Was ist nun aber, wenn ich ein lautes NEIN in mir habe? Auch dann beginnt der erste Schritt mit dem Erkennen dieser Situation und sie mit einem Ja (so ist es) in die eigene Verantwortung zu heben. Auch wenn wir einmal unsere blockierenden Muster über ein Außen erlernt haben. Die äußere Welt ist uns die Erlösung nicht mehr schuldig. Die Verantwortung und der Ausgangspunkt der Veränderung liegt in uns selbst. Wäre dies nicht so, würden die Zügel des eigenen Lebens immer in äußerer Hand bleiben. So wie wir nun Verantwortung übernehmen, uns in uns selbst in Freiheit, Übereinstimmung und Balance zu bringen, findet dies seine äußere Entsprechung. Wie Innen so Außen. Und so wie unsere innere Freiheit unsere Eigenverantwortung und das Ja zu uns selbst braucht, so braucht die fortgesetzte Freiheit in unserer äußeren Welt ebenso unsere Verantwortung – nämlich unsere Antwort, auf die Fragen, die das Leben an uns stellt. Dazu gehört auch, sich darüber bewusst zu werden, dass wir Ausgangspunkt unseres Erlebens sind und Verantwortung für die Fragen und Resonanzen in unserem Leben übernehmen müssen. Nur so kann Freiheit eine spürbare Balance von Geben und Nehmen, Innen wie Außen, säen und ernten werden. Der Platz, den wir dann im Ganzen einnehmen – ob partnerschaftlich, beruflich, familiär – passiert uns dann nicht einfach und wenn es schief geht, sind eben die anderen Schuld. Sondern der Platz ist ein bewusstes Ja, mit dem wir weitergehen, wachsen, gestalten, entwickeln, erschaffen, verändern oder bewahren können.

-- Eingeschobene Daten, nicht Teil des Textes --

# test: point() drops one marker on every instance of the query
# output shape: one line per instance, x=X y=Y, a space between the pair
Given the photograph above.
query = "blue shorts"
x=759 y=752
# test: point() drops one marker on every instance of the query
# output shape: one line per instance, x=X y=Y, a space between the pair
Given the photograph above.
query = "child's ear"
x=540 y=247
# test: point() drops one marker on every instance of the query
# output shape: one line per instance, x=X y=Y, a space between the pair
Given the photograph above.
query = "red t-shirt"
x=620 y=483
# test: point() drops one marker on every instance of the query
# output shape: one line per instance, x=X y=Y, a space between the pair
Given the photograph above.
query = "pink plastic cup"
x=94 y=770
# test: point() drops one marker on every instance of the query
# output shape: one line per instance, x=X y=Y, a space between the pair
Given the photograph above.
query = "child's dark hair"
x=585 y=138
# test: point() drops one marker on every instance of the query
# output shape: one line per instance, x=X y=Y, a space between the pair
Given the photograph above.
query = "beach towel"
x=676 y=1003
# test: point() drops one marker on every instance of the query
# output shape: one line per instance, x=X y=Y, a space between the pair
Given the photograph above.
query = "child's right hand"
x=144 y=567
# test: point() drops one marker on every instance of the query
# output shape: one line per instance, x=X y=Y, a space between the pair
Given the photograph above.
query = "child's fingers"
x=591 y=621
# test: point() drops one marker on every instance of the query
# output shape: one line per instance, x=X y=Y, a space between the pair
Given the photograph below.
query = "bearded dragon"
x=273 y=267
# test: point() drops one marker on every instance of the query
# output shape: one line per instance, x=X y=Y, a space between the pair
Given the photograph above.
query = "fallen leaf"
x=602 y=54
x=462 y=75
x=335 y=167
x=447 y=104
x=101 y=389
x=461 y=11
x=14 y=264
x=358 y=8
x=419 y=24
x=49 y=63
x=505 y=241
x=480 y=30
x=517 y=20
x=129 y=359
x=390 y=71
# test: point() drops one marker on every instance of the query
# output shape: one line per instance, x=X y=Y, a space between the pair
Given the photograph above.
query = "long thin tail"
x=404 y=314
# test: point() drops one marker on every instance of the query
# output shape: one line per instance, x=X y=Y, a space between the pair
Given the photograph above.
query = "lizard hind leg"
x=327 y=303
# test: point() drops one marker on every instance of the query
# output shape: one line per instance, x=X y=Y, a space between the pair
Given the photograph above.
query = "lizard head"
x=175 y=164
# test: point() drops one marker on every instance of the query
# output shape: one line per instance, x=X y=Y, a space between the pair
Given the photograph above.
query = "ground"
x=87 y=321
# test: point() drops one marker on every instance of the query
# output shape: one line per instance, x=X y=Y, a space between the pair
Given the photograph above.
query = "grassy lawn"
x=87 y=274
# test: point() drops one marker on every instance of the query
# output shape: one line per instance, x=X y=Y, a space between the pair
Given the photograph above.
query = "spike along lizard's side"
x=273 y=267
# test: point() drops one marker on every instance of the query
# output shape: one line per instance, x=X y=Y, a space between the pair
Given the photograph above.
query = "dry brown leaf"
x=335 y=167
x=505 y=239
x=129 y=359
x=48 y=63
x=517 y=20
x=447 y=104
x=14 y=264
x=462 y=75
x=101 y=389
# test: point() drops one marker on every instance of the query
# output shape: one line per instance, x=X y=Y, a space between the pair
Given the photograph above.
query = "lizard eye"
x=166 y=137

Die Wurzeln der Freiheit liegen in der Haltung – Verantwortung ist ihr Rückgrat!
Vielen Dank für diese wunderschöne “Definition” von Freiheit. Sie gefällt mir deswegen so gut, weil sie dem häufig sehr plakativ verwendeten Begriff eine Tiefgründigkeit und Vielschichtigkeit verleiht, so dass sie eigentlich auch als kleine Anleitung zum Glücklichsein verstanden werden kann. Toll!!

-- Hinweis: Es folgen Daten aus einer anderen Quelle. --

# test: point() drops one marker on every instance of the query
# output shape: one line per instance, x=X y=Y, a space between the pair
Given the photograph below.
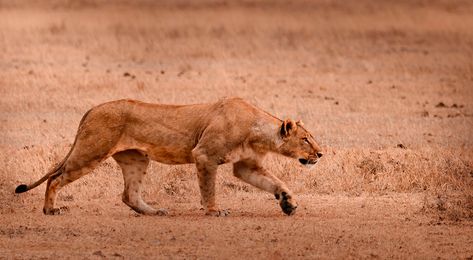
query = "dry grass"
x=362 y=87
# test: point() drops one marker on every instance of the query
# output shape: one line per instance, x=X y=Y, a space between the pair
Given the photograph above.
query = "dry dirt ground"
x=385 y=86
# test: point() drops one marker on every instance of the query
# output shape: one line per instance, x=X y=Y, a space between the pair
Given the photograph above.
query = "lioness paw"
x=287 y=203
x=218 y=213
x=162 y=212
x=55 y=211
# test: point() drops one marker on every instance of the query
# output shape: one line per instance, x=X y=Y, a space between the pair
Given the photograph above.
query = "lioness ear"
x=287 y=128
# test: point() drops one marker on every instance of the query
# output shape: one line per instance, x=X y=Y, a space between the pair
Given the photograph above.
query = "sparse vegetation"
x=385 y=86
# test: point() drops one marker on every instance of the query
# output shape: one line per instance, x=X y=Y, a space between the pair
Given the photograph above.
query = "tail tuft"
x=21 y=188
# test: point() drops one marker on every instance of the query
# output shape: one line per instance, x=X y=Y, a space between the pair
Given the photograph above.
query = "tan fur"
x=228 y=131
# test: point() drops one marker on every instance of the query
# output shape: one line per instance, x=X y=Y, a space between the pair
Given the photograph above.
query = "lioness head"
x=298 y=143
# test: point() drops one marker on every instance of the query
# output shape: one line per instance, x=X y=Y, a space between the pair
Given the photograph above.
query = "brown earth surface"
x=385 y=86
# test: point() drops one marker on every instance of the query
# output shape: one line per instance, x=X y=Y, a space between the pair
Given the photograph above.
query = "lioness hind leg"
x=207 y=173
x=69 y=173
x=134 y=165
x=253 y=173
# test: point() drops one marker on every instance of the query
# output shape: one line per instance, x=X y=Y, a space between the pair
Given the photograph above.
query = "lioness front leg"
x=134 y=166
x=207 y=172
x=253 y=173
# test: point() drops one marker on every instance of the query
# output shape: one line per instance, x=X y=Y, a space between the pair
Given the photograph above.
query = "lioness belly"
x=170 y=154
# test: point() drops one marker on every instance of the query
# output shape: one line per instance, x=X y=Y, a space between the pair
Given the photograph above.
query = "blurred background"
x=385 y=86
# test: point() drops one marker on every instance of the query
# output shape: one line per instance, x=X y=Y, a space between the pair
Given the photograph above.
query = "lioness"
x=228 y=131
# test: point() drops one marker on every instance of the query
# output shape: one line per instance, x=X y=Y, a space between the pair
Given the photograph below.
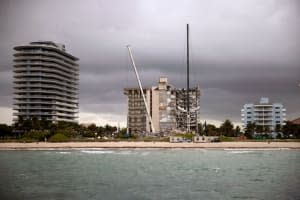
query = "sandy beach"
x=221 y=145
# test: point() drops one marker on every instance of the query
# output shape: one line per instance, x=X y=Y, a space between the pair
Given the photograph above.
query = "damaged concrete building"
x=167 y=106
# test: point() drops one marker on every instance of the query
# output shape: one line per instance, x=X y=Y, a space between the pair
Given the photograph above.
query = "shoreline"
x=150 y=145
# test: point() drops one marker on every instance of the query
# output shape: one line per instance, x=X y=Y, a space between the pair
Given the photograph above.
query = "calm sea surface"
x=150 y=174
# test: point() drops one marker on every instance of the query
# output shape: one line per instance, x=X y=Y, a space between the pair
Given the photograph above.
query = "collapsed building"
x=168 y=108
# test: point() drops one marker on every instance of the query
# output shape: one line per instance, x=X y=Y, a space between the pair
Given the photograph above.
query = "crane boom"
x=140 y=86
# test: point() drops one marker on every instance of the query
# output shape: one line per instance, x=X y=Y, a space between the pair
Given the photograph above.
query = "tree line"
x=41 y=130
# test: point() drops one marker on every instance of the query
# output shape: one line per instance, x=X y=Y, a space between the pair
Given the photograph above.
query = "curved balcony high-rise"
x=45 y=82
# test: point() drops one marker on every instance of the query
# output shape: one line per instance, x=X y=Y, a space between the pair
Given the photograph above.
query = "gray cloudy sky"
x=240 y=50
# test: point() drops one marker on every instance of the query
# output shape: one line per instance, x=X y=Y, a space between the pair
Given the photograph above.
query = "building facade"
x=264 y=114
x=137 y=120
x=167 y=108
x=45 y=82
x=181 y=105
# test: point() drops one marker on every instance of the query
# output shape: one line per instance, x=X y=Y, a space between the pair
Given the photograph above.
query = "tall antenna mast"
x=188 y=79
x=141 y=89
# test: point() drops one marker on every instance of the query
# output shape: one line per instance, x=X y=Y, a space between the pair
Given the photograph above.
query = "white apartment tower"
x=264 y=114
x=45 y=82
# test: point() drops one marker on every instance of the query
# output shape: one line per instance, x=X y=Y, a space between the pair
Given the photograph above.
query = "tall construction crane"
x=141 y=89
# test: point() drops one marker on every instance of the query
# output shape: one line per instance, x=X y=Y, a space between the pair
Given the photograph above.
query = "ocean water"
x=111 y=174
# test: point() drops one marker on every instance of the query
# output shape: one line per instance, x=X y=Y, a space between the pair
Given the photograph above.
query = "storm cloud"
x=240 y=50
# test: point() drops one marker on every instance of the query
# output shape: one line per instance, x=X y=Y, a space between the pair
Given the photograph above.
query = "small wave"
x=240 y=152
x=64 y=152
x=97 y=152
x=145 y=153
x=255 y=149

Vielen Dank, Frau Rauch! Wir sehen das auch so, der plakativ verwendete Begriff ist häufig sehr “flach” – mit wenig Tiefgang und ohne Gedanken an die Notwendigkeiten, die Freiheit mit sich bringt.
Und in diesem Verständnis von Freiheit steckt sehr viel vom Glücklichsein (z.B. das innerliche Ja, Verantwortung als Bedingung), da haben Sie vollkommen Recht.